Heading a domestic coal sector that already looks under
threat, the miner warned in February that a fire that closed its
largest mine, Daw Mill, could harm the viability of the whole
company unless it got outside help from government or creditors.
"We remain positive that we have an underlying profitable
business," UK Coal, part owned by Coalfield Resources,
said in a statement after the Financial Times reported it had
proposed a voluntary liquidation and the handing over of its
remaining mines to a new company.
"I hope we are close to securing a way forward for our
remaining mines.

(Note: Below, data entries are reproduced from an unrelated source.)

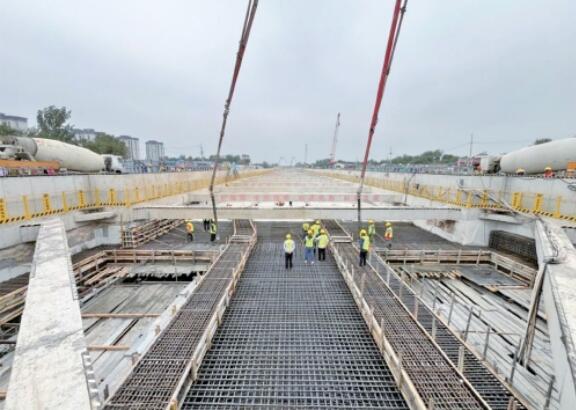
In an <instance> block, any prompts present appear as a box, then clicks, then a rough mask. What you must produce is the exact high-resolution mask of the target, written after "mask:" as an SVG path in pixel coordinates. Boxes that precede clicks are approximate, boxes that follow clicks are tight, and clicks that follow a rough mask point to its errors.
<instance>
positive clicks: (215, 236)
mask: <svg viewBox="0 0 576 410" xmlns="http://www.w3.org/2000/svg"><path fill="white" fill-rule="evenodd" d="M217 232H218V226H217V225H216V222H214V219H210V242H214V241H215V240H216V233H217Z"/></svg>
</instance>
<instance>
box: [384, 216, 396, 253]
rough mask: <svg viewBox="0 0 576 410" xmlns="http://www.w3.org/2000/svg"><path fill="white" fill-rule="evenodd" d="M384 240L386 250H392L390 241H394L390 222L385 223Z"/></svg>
mask: <svg viewBox="0 0 576 410" xmlns="http://www.w3.org/2000/svg"><path fill="white" fill-rule="evenodd" d="M384 239H385V240H386V246H387V247H388V249H392V239H394V229H393V228H392V224H391V223H390V222H386V230H385V231H384Z"/></svg>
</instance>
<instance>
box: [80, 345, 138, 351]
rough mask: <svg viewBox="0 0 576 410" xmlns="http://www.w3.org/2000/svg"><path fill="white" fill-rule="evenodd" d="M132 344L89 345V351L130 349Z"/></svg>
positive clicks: (112, 350)
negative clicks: (128, 344) (126, 344)
mask: <svg viewBox="0 0 576 410" xmlns="http://www.w3.org/2000/svg"><path fill="white" fill-rule="evenodd" d="M129 349H130V346H128V345H89V346H88V351H92V352H94V351H114V352H116V351H124V350H129Z"/></svg>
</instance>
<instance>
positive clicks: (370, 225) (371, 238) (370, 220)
mask: <svg viewBox="0 0 576 410" xmlns="http://www.w3.org/2000/svg"><path fill="white" fill-rule="evenodd" d="M375 236H376V225H374V221H373V220H372V219H370V220H369V221H368V237H369V238H370V243H374V237H375Z"/></svg>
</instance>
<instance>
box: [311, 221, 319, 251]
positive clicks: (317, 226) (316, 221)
mask: <svg viewBox="0 0 576 410" xmlns="http://www.w3.org/2000/svg"><path fill="white" fill-rule="evenodd" d="M320 228H321V225H320V221H318V220H317V221H316V222H314V223H313V224H312V226H311V227H310V229H312V233H313V235H314V256H316V249H317V248H318V242H317V241H316V238H318V235H320Z"/></svg>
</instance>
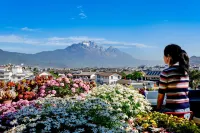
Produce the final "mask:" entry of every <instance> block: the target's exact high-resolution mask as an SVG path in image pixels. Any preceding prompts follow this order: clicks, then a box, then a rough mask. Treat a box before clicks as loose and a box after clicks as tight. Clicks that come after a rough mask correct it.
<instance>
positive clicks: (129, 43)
mask: <svg viewBox="0 0 200 133" xmlns="http://www.w3.org/2000/svg"><path fill="white" fill-rule="evenodd" d="M82 41H94V42H95V43H96V44H98V45H102V46H114V47H118V48H131V47H137V48H153V46H149V45H145V44H141V43H132V42H122V41H112V40H107V39H105V38H90V37H87V36H70V37H50V38H43V39H32V38H25V37H21V36H17V35H4V36H1V35H0V43H21V44H27V45H28V44H31V45H47V46H69V45H71V44H74V43H80V42H82Z"/></svg>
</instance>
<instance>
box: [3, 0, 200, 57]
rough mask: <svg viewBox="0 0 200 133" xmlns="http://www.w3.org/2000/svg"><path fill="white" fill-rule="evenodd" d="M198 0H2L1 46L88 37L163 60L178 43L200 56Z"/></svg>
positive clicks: (85, 39)
mask: <svg viewBox="0 0 200 133" xmlns="http://www.w3.org/2000/svg"><path fill="white" fill-rule="evenodd" d="M199 14H200V1H198V0H101V1H94V0H29V1H28V0H18V1H17V0H1V1H0V49H3V50H7V51H15V52H23V53H36V52H40V51H46V50H55V49H61V48H65V47H67V46H69V45H70V44H72V43H78V42H81V41H84V40H86V41H87V40H92V41H95V42H96V43H97V44H99V45H103V46H104V47H106V46H108V45H107V44H109V45H110V46H114V47H117V48H119V49H120V50H122V51H125V52H127V53H129V54H131V55H132V56H133V57H135V58H138V59H148V60H161V59H162V57H163V49H164V47H165V46H166V45H167V44H169V43H176V44H179V45H180V46H182V47H183V49H186V51H187V52H188V54H189V56H192V55H196V56H200V45H199V43H200V37H199V36H200V15H199Z"/></svg>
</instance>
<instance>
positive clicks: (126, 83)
mask: <svg viewBox="0 0 200 133" xmlns="http://www.w3.org/2000/svg"><path fill="white" fill-rule="evenodd" d="M117 84H121V85H131V86H133V87H134V88H135V89H140V88H143V87H144V86H146V87H147V88H154V87H155V85H156V83H155V82H154V81H134V80H126V79H120V80H118V81H117Z"/></svg>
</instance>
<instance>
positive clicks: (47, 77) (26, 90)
mask: <svg viewBox="0 0 200 133" xmlns="http://www.w3.org/2000/svg"><path fill="white" fill-rule="evenodd" d="M70 77H71V75H70V74H68V77H59V78H57V79H53V78H52V77H36V78H35V79H34V80H22V81H21V82H19V83H12V82H8V83H5V82H0V102H4V101H7V100H13V101H19V100H20V99H24V100H35V99H37V98H38V97H46V96H48V95H51V94H53V95H55V96H56V97H72V96H74V97H78V96H79V97H80V99H82V98H83V99H84V97H85V95H86V94H87V93H88V92H89V91H91V90H92V88H93V87H95V86H96V85H95V83H94V82H84V81H83V80H81V79H75V80H73V79H71V78H70Z"/></svg>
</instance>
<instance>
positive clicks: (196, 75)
mask: <svg viewBox="0 0 200 133" xmlns="http://www.w3.org/2000/svg"><path fill="white" fill-rule="evenodd" d="M189 77H190V83H189V84H190V87H191V88H193V89H196V88H197V87H198V86H199V85H200V71H199V70H191V71H190V72H189Z"/></svg>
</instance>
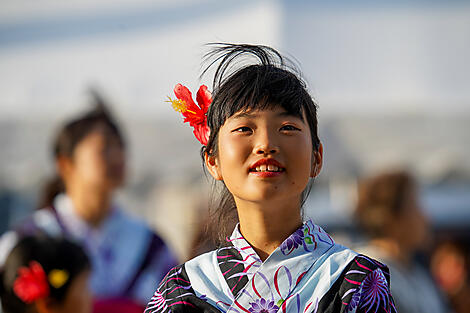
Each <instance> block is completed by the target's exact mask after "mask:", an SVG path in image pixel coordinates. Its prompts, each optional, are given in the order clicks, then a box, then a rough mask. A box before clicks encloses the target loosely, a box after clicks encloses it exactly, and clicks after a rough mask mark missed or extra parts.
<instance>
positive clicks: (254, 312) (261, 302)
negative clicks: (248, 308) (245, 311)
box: [248, 299, 279, 313]
mask: <svg viewBox="0 0 470 313" xmlns="http://www.w3.org/2000/svg"><path fill="white" fill-rule="evenodd" d="M250 305H251V307H250V308H249V309H248V311H250V312H251V313H276V312H277V311H278V310H279V307H278V306H277V305H275V304H274V301H266V300H265V299H258V300H255V302H252V303H250Z"/></svg>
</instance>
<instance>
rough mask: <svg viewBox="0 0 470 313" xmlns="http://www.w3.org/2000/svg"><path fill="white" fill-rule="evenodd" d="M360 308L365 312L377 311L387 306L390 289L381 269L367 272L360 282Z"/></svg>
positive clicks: (388, 297) (376, 311) (375, 311)
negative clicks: (360, 287) (379, 269)
mask: <svg viewBox="0 0 470 313" xmlns="http://www.w3.org/2000/svg"><path fill="white" fill-rule="evenodd" d="M361 287H362V288H361V289H362V292H361V303H360V308H364V309H366V310H365V311H366V312H378V311H379V308H381V307H387V304H388V303H387V302H388V299H389V298H390V291H389V288H388V284H387V280H386V279H385V276H384V275H383V273H382V271H381V270H379V269H377V270H374V271H373V272H371V273H369V275H367V276H366V278H365V279H364V281H363V282H362V286H361Z"/></svg>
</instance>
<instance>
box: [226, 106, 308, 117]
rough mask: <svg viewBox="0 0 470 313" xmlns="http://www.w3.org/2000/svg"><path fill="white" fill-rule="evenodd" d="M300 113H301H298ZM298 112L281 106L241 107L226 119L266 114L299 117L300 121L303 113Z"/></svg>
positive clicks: (259, 116)
mask: <svg viewBox="0 0 470 313" xmlns="http://www.w3.org/2000/svg"><path fill="white" fill-rule="evenodd" d="M300 114H301V115H300ZM300 114H296V113H294V112H288V111H287V110H286V109H284V108H283V107H282V106H272V107H268V108H261V109H251V108H250V109H243V110H240V111H238V112H235V113H234V114H233V115H232V116H230V117H228V118H227V120H226V121H228V120H237V119H241V118H252V119H256V118H261V117H266V116H268V117H269V118H276V117H281V118H282V117H295V118H300V119H301V120H302V121H303V120H304V113H303V112H301V113H300Z"/></svg>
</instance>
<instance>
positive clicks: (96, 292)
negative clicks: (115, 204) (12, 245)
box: [0, 99, 177, 311]
mask: <svg viewBox="0 0 470 313" xmlns="http://www.w3.org/2000/svg"><path fill="white" fill-rule="evenodd" d="M98 100H99V99H98ZM53 154H54V161H55V163H56V167H57V169H58V174H57V180H56V183H55V184H51V186H52V187H53V188H50V189H49V190H48V192H47V195H46V196H45V197H44V201H43V203H42V205H41V207H42V209H40V210H38V211H36V212H35V213H34V214H33V215H32V217H31V218H30V219H28V220H27V221H26V222H24V223H22V224H21V225H19V226H18V227H17V228H16V229H15V231H11V232H9V233H7V234H5V235H4V236H3V237H2V238H1V240H0V264H1V263H2V255H6V254H7V253H8V251H9V246H12V245H13V244H14V243H15V242H16V240H17V238H21V236H23V235H25V234H26V235H28V234H35V233H47V234H49V235H51V236H56V235H65V236H66V237H67V238H69V239H72V240H73V241H76V242H78V243H79V244H80V245H82V247H83V248H84V249H85V251H86V252H87V253H88V255H89V256H90V259H91V263H92V265H93V270H92V275H91V278H90V284H91V289H92V291H93V295H94V296H95V299H96V300H97V301H100V300H103V301H106V303H105V304H106V306H107V305H108V304H107V303H109V302H110V301H111V300H112V301H115V302H117V303H122V301H123V300H128V301H129V302H132V303H133V304H135V305H136V306H138V307H140V310H141V311H143V310H144V308H145V305H146V304H147V301H148V299H149V297H151V296H152V293H153V291H154V289H155V287H154V283H155V280H161V279H162V278H163V277H164V275H165V274H166V272H168V270H170V269H171V268H172V267H173V266H175V265H176V264H177V263H176V261H175V257H174V256H173V254H172V253H171V252H170V249H169V248H168V246H167V245H166V244H165V243H164V242H163V240H162V239H161V238H160V237H159V236H157V235H156V234H155V233H154V232H153V231H152V230H151V229H150V228H149V227H148V226H147V225H146V224H145V223H144V222H142V221H140V220H137V219H136V218H134V217H132V216H130V215H129V214H127V213H126V212H125V211H124V210H122V209H121V208H119V207H118V206H116V205H115V203H113V202H114V201H113V197H114V192H115V190H116V189H117V188H119V187H120V186H121V185H122V184H123V183H124V180H125V165H126V145H125V141H124V138H123V136H122V134H121V132H120V130H119V127H118V124H117V123H116V122H115V120H114V119H113V117H112V116H111V114H110V113H109V112H108V111H107V109H106V107H105V106H104V105H103V103H102V102H101V101H97V104H96V108H94V109H92V110H90V111H88V112H86V113H85V114H84V115H81V116H78V117H75V118H73V119H71V120H70V121H68V122H67V123H66V124H65V125H64V126H63V127H62V129H61V130H60V131H59V133H58V134H57V138H56V140H55V144H54V149H53ZM100 306H101V304H100Z"/></svg>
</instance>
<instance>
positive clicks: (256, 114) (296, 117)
mask: <svg viewBox="0 0 470 313" xmlns="http://www.w3.org/2000/svg"><path fill="white" fill-rule="evenodd" d="M257 116H258V113H256V112H249V111H244V112H240V113H237V114H235V115H233V116H232V119H235V120H236V119H240V118H256V117H257ZM276 116H278V117H295V118H298V119H300V120H301V121H302V122H303V121H304V119H303V117H302V116H298V115H296V114H293V113H289V112H287V111H282V112H279V113H277V114H276Z"/></svg>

There will undoubtedly be some difficult
decisions as we have had to look at all possible options," chief
executive Kevin McCullough added.
A source with one utility said the company had avoided a
debt default and closure of its operations last December after
completing a major debt restructuring with shareholders and
renegotiating terms with power generators.
The Financial Times story said creditors including power
companies EDF, Drax Group, SSE and E.ON
were being offered 32 pence for every pound of debt,
with the generators having prepaid for coal supplies.
But UK Coal declined to confirm it had made any kind of firm
offer to creditors and Drax - which operates Western Europe's
largest single power station in northern England - said later
that it did not have balance sheet exposure to UK Coal.
Analysts said that if any of UK Coal's mines were to close,
utilities would have to buy more of the fuel from overseas.
"UK Coal is a key supplier and therefore its proposed
voluntary liquidation is a concern," Liberum Capital said in a
British miners have been hit hard by falling international
prices, competition from U.S, Colombian and Russian imports, and
rising costs for equipment and fuel. Scottish Coal went into
liquidation with the loss of almost 600 jobs earlier this month.
Another major producer, Hargreaves, has secured a 42 million
pound cash injection from shareholders to buy mines from rivals
and develop new sites.
But Britain is likely to burn less coal this year as old
power plants are brought offline under EU environmental
regulations and producers, utilities and unions have called for
a government 'coal strategy' to reboot the industry.
"Britain's coal industry has long been far too fragmented,
but it may be difficult for some of these mines, especially the
deep shaft ones, to find a buyer," one former industry lobbyist
told Reuters, asking not to be name.
"The key to UK Coal's survival will be how much it gets in
an insurance payout for the Daw Mill fire."